One conventional type of force/torque sensor uses strain gages to measure the deformation of small beams connecting two mechanical parts—one connected to the robot arm and the other connected to a robotic tool (or a mechanical coupling to the tool). For example, a central “hub,” referred to in the art as a Tool Adapter Plate (TAP) is connected to a tool. Another body arranged annularly around, and spaced apart from, the TAP, referred to in the art as a Mounting Adapter Plate (MAP), is connected to a robotic arm. The MAP and TAP are connected to each other by a plurality of relatively thin (and hence mechanically deformable) beams, arranged radially around the TAP—in some cases resembling spokes of a wheel. Relative force or torque between objects respectively attached to the TAP and MAP attempt to move the MAP relative to the TAP, resulting in slight deformation, or bending, of at least some of the beams.
Conventionally, strain gages are affixed to all four surfaces of each beam, nominally in the center of each respective surface. The gages translate tensile and compressive strains at the beams' surfaces into electrical signals. As an example of their operation, consider forces in or parallel to the plane of the TAP and MAP—i.e., a z-direction torque (Tz, using the “right-hand rule”) or an x- or y-direction force (Fxy). These forces will attempt to bend at least some of the beams to the side. In this case, a strain gage on one side of a beam will detect a compressive strain, and a gage on the opposite side of the beam will detect a tensile strain. These gages will output strong signals, of opposite polarity. Strain gages on the top and bottom surfaces of the same beam will output very weak, if any, signals. Conversely, forces attempting to move the MAP or TAP out of their common plane (Fz, Txy) will generate strong, and opposite, outputs from the strain gages on the top and bottom beam surfaces, with little contribution from strain gages on the sides. Once calibrated, signals from all four strain gages on all beams are processed together to resolve the magnitude and direction of relative force and/or torque between the robot arm and tool (and hence the force/torque applied through the tool to a workpiece).
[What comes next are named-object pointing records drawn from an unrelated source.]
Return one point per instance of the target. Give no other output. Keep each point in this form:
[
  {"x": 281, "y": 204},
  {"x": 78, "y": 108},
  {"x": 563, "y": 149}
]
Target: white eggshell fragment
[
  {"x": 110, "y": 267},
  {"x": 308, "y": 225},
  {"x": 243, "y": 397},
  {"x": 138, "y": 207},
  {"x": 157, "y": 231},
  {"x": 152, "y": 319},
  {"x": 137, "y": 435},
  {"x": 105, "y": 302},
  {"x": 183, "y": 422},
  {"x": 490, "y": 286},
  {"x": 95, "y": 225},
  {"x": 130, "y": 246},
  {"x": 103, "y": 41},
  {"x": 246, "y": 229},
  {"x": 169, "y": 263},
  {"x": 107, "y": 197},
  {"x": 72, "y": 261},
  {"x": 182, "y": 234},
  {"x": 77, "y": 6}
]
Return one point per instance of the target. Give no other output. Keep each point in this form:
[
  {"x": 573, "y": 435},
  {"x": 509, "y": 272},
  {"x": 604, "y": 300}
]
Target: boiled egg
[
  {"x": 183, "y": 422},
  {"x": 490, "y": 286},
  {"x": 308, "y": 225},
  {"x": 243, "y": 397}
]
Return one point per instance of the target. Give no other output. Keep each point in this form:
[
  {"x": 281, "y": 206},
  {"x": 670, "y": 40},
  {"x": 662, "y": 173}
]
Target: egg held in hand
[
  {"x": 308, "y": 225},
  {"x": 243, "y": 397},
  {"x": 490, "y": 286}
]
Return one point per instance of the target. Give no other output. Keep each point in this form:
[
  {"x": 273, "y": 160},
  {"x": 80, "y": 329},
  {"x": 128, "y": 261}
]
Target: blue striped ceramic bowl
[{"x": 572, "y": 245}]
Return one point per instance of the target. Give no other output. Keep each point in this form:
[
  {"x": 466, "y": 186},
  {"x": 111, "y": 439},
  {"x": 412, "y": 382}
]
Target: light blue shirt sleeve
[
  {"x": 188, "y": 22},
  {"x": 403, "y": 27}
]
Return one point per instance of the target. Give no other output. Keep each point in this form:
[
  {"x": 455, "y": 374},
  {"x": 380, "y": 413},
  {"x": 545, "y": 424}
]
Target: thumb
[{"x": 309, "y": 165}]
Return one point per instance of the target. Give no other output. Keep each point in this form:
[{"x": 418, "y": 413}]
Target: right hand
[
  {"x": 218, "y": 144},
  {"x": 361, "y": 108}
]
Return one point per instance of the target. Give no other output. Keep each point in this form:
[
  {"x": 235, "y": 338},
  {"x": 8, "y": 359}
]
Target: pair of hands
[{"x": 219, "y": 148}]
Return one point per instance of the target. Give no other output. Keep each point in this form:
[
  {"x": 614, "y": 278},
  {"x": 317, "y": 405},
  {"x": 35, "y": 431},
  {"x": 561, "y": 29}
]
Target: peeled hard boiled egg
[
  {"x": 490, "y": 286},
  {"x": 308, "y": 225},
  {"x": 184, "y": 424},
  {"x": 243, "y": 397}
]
Instrumentation of a force/torque sensor is a significant source of cost in the product, as it requires precise and highly-skilled manual labor. Instrumentation also imposes design constraints on the sensor's mechanical design, because a significant amount of physical space is required around each of the four instrumented surfaces of each beam for viewing and hand tool access. These constraints become particularly restrictive at very small sensor sizes, and can necessitate sub-optimal sensor geometry to accommodate the installation and inspection of instrumentation. Furthermore, lengthy and complex bond wire routing is required to transfer electrical signals from strain gages on all four surfaces of each beam to a central processing circuit, which may increase the risk of device failure.
The Background section of this document is provided to place embodiments of the present invention in technological and operational context, to assist those of skill in the art in understanding their scope and utility. Unless explicitly identified as such, no statement herein is admitted to be prior art merely by its inclusion in the Background section.